There has been an exponential rise in the visibility of the LGBTQI community in recent years and a large part of this has been the increasing representation of the community in the media.
Shows like ‘Will and Grace’ and ‘Rupaul’s Drag Race’ have not only broken new grounds but have been wildly successful, especially Bianca del Rio, my heroine.
As Richard Dunphy put it “Perhaps the most radical aspect of queer politics was its claim not only to transcend the homo/hetero boundary but to do so in such a way as to challenge the sexual regulation and repression of heterosexual desire, above all female desire. Queer politics, it was claimed, had a lot to teach those accustomed to the narrow confines of ‘male’ and ‘female’ heterosexual roles in relationships. The re-working of notions of monogamy and the send-up of marriage through queer weddings, the greater sexual adventurism, the rejection of the concept of gay men and lesbians as ‘victims’ in favour of assertiveness and redefinition, and the emphasis on the creation of more egalitarian relationships in the domestic, sexual and social spheres, were all cited as examples of how queer could contribute to a new sexual agenda of empowerment.”

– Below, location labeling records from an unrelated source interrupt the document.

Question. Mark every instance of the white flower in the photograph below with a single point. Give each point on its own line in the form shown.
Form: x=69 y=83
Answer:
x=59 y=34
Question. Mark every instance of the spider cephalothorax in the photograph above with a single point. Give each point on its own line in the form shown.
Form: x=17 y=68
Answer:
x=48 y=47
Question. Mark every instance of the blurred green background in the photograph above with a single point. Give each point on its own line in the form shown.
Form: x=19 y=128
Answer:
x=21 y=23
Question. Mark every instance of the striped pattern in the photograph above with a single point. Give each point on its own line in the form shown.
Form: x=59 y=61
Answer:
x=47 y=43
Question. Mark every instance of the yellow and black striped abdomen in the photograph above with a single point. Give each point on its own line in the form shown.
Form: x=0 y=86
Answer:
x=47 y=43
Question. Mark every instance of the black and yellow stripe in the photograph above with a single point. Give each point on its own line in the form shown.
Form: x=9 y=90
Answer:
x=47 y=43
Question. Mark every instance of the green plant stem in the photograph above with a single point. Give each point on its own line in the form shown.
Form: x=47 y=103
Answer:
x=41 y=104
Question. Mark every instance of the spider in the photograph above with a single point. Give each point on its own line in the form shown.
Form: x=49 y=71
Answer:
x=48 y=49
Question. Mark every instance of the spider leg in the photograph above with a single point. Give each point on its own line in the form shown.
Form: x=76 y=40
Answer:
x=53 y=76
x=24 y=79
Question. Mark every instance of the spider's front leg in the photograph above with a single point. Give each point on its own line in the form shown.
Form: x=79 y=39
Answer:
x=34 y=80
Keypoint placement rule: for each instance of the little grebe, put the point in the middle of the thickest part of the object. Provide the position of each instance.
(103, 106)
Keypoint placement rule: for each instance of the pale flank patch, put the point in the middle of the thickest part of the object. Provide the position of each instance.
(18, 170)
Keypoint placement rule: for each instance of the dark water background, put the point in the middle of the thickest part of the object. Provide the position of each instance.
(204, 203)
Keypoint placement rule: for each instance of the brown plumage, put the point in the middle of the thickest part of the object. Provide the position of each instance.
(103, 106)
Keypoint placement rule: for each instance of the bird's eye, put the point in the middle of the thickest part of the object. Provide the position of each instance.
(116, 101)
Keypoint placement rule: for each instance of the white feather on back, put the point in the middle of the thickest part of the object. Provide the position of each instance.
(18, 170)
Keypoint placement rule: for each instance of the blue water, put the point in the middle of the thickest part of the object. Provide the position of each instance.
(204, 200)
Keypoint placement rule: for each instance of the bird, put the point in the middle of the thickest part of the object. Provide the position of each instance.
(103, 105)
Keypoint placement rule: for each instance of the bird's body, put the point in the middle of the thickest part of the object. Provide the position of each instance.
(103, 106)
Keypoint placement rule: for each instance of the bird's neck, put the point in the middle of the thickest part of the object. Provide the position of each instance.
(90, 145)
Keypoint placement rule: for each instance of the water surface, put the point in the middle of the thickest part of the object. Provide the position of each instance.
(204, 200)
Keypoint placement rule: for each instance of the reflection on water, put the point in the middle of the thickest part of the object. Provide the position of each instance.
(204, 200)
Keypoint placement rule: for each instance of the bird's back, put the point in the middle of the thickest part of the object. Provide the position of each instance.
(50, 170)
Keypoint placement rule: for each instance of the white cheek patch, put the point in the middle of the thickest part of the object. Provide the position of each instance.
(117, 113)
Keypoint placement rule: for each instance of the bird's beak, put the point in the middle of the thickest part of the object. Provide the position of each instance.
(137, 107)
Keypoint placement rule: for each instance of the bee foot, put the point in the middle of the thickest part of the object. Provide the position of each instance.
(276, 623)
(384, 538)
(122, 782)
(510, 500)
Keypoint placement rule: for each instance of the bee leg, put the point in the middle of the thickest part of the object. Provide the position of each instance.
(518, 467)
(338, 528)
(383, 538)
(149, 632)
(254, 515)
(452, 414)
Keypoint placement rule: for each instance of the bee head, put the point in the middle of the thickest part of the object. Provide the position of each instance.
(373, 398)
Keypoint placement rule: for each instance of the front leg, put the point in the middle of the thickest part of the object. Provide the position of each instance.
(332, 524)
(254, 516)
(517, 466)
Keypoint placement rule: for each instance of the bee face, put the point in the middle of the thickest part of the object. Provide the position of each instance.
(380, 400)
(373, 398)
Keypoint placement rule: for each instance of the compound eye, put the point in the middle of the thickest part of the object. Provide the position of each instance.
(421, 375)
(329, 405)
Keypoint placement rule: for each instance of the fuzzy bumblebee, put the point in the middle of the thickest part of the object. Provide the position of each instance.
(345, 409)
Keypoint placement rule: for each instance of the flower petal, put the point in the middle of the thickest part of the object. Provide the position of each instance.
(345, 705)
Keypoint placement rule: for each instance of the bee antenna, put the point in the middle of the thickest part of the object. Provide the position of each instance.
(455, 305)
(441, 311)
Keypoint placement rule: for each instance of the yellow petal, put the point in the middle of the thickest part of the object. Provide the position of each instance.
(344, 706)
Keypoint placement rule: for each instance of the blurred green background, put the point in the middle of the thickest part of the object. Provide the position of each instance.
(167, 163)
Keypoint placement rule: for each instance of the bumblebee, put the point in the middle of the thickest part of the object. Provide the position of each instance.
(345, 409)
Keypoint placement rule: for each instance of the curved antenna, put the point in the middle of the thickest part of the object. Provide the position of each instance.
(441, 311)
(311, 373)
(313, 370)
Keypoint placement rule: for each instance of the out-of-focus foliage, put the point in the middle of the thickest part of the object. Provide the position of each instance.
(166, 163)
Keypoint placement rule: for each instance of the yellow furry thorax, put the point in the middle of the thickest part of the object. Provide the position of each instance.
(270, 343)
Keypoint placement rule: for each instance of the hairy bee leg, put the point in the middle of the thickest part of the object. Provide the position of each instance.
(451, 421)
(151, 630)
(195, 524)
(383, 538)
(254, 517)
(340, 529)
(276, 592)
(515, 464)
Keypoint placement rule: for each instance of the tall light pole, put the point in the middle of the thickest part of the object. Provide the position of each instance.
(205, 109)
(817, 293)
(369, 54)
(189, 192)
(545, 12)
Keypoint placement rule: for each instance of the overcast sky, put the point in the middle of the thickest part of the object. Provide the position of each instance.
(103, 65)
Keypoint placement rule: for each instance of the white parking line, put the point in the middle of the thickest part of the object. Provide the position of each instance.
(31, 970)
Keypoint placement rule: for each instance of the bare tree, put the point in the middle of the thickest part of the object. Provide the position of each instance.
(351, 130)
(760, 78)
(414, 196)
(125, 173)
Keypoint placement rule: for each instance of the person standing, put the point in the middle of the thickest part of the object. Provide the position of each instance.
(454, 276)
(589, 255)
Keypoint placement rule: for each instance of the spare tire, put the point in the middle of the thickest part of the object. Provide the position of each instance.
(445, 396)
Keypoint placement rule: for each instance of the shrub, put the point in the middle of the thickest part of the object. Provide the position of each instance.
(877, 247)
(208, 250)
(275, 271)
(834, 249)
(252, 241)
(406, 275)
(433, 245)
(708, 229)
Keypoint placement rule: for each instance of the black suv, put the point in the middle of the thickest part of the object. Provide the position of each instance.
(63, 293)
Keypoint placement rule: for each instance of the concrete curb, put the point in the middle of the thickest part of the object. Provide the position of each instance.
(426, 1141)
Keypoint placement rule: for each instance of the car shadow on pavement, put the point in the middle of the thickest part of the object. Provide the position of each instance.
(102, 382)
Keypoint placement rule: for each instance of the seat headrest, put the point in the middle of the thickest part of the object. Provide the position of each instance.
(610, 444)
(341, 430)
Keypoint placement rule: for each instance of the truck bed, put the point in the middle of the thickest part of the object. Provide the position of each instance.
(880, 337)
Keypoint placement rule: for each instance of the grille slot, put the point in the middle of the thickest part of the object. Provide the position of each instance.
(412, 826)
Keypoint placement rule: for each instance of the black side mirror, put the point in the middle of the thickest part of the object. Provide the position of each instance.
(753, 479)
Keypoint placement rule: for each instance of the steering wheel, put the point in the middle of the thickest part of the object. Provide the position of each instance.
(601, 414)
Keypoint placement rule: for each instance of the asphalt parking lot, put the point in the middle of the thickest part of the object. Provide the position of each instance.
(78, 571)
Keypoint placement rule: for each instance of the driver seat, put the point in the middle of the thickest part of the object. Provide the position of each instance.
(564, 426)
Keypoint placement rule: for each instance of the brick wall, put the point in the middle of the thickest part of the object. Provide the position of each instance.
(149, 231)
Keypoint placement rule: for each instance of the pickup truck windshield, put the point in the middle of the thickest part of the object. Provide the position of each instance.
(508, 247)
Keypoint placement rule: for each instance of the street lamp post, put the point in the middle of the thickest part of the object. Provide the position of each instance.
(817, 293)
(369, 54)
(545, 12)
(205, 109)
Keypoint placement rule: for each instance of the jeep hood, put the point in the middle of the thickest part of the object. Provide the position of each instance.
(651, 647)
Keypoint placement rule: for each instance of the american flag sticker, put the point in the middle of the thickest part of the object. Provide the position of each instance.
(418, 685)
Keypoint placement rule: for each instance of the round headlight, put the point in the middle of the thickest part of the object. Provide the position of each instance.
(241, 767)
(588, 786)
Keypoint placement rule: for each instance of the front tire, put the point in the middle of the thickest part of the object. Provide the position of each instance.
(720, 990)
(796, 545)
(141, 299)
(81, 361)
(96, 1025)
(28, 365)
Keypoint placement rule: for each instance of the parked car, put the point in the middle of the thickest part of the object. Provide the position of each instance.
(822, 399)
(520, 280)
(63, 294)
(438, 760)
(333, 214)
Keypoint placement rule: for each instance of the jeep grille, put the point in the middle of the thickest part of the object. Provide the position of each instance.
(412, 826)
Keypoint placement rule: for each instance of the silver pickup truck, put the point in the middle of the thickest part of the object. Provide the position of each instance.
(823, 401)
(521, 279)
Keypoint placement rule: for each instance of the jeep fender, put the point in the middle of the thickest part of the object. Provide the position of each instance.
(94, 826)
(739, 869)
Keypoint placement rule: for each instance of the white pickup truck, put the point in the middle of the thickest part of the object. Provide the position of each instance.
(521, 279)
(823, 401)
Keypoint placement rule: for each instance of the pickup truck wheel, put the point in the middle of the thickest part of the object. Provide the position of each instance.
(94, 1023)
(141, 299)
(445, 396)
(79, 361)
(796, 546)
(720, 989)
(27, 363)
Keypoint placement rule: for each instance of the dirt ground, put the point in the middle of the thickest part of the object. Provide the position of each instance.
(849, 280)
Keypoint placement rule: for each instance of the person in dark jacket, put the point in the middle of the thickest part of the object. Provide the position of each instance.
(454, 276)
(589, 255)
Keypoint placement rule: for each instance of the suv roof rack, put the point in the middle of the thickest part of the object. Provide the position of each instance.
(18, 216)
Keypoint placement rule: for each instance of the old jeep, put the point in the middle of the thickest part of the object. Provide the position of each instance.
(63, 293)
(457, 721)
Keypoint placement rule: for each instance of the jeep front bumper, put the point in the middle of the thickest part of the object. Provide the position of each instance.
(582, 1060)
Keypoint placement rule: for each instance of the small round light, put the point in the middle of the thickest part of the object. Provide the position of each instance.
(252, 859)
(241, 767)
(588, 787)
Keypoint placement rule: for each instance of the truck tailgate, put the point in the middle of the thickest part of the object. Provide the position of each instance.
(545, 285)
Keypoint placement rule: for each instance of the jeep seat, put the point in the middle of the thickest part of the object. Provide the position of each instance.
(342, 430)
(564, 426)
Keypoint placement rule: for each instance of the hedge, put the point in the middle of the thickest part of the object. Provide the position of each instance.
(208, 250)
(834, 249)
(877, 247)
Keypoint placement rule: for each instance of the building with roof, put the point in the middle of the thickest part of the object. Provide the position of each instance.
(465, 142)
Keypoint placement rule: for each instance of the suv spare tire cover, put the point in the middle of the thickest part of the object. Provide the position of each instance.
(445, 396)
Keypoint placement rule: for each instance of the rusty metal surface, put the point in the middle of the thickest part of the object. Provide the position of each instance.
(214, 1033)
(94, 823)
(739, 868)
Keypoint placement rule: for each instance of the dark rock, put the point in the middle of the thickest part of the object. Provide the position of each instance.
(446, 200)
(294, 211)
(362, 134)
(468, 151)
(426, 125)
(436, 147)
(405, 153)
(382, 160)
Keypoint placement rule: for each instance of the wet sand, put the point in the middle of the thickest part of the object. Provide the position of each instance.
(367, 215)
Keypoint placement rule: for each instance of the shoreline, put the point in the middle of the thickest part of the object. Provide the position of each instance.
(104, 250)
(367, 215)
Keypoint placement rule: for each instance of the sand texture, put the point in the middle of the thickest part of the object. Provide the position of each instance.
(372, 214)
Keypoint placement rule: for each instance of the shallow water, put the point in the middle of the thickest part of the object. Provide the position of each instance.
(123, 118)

So I was very excited when I heard about Netflix’s new animated series “Super Drags”. The show is abound with sexual innuendo, and humor typical of a drag performance in the West Village. The story revolves around three gay co-workers at a department store that lead double lives as superhero drag queens, fighting crime and other forces like an evil queen and a conservative politician.
The show not only breaks new ground but challenges ideas in the community, of beauty and racial bias and outside of gay conversion camps and the increasing politicization of the community. I hope the show does well and is able to continue for more seasons.
Dunphy, R. (2000) Sexual Politics. Edinburgh: Edinburgh University Press.